The process for obtaining H-4 status is different if the H-1B worker and family are already in the United States (in which case, technically speaking, they cannot seek a "visa," which is first and foremost an entry document). In this situation, the family must file an I-539 application to change their status with USCIS. All family members can be included in one I-539 application.
The primary applicant, typically the spouse, prepares and submits the basic Form I-539. Each child submits a Form I-539A. For H-4 applications, as of summer 2022, the I-539 filing fee of $370 includes the entire family.
We are presuming the family members are in the U.S. legally and maintaining lawful status—undocumented persons including those who have, for example, overstayed a visa, cannot file for a change of status.
For example, let's say you are in the U.S. with an F-1 student visa and your spouse and child are in the U.S. with F-2 visas. You find an employer who sponsors you for an H-1B visa by filing an H-1B petition (Form I-129) with USCIS. Your family can file their I-539 application either at the same time as your I-129 petition, or anytime afterward. Once USCIS approves the I-129, it will then approve the I-539 and change your family's status to H-4. Be aware, however, that sometimes USCIS takes many more months to process the I-539 application as compared to the I-129 petition. Your family can remain in the U.S. while awaiting the I-539 approval.

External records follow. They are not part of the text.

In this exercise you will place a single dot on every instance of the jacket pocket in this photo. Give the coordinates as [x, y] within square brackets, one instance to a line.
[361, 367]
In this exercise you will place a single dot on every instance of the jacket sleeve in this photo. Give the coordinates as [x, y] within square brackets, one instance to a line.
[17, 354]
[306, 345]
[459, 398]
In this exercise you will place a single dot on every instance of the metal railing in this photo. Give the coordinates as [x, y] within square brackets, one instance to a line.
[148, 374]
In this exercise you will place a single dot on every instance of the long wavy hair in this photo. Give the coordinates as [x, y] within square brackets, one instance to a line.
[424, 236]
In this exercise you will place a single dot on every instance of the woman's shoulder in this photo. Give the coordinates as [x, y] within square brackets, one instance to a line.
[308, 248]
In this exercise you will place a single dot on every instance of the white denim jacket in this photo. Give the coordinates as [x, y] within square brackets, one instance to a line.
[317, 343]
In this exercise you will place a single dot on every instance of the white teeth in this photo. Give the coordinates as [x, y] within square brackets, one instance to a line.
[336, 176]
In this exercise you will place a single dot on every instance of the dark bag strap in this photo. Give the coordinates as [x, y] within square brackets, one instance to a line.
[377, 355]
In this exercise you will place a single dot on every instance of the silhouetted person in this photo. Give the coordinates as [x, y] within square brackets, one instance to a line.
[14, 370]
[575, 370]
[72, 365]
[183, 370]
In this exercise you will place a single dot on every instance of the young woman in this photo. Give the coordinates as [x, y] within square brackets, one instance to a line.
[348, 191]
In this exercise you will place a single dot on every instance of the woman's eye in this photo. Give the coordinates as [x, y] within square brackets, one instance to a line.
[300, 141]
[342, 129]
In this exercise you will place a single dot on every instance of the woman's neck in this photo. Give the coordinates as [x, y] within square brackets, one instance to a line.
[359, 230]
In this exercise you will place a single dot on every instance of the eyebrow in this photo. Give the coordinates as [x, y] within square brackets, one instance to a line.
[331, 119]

It is VERY important to remember to file an I-539 application to make sure your family maintains legal status in the United Status. Remember, your family's status is dependent upon yours—they are allowed to be in the U.S. because they are your dependents. In the example above, as soon as your F-1 status ends, your family's F-2 status also terminates. Therefore, if you forgot to file an I-539 to change their status from F-2 to H-4, your family could be in the U.S. without lawful status, which can lead to very serious consequences and jeopardize their future opportunities to live in the United States.

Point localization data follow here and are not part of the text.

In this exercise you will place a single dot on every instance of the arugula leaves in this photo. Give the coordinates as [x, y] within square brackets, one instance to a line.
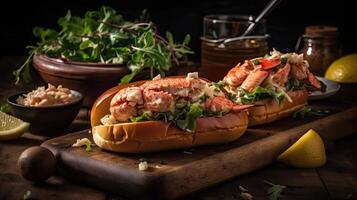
[307, 112]
[105, 36]
[185, 118]
[260, 93]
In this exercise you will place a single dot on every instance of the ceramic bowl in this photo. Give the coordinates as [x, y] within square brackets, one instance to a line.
[49, 120]
[91, 79]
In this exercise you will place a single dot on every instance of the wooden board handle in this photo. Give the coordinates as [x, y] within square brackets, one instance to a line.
[255, 155]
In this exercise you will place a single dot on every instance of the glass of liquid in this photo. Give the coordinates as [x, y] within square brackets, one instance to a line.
[217, 58]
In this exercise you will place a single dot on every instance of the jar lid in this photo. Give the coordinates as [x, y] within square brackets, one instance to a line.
[321, 31]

One more thing to remember: Because a change of status does not provide an actual visa, your family members will, if they travel outside the U.S. after changing to H-4 status, need to make a stop at a U.S. consulate in order to get an H-4 visa for return to the United States. This shouldn't present a big hurdle, but it is an important step to remember, nonetheless.
As a condition of H-4 status, H-4 visa holders are permitted to study at any U.S. university. They are not required to obtain F-1 student visas before beginning a study program. However, H-4 visa holders are NOT permitted to work in the United States—with one potential exception.
In cases where an H-1B worker who is applying for lawful permanent resident status (a green card), and is accordingly the beneficiary of an approved I-140 immigrant petition or has received an extension of H-1B status beyond the six-year limit under the so-called AC21 statute, the H-4 dependent spouse is, as of 2022, eligible to apply for work authorization. This type of work permit is unrestricted—the holder may work for any employer, or start a business.
If H-4 visa holders begin working without permission, they are violating the conditions of status and may lose status and be subject to other serious penalties.
H-4 visa holders are also entitled to travel in and out of the United States. There is no requirement that the H-1B worker accompany them.
H-4 visa holders are permitted to change immigration status while in the United States. Many H-4 visa holders who wish to work in the U.S. find an employer to sponsor them for an H-1B visa. The employer simply files the I-129 petition and asks USCIS to change the person's status from H-4 to H-1B.
Importantly, any time spent in H-4 status does NOT count towards the six-year maximum period of time that workers are allowed to be in H-1B status. For instance, let's say a foreign national is in the U.S. in H-4 status for three years and then changes status to H-1B. The foreign national may remain in H-1B status for the full six-year period, since the H-4 time did not count towards the maximum.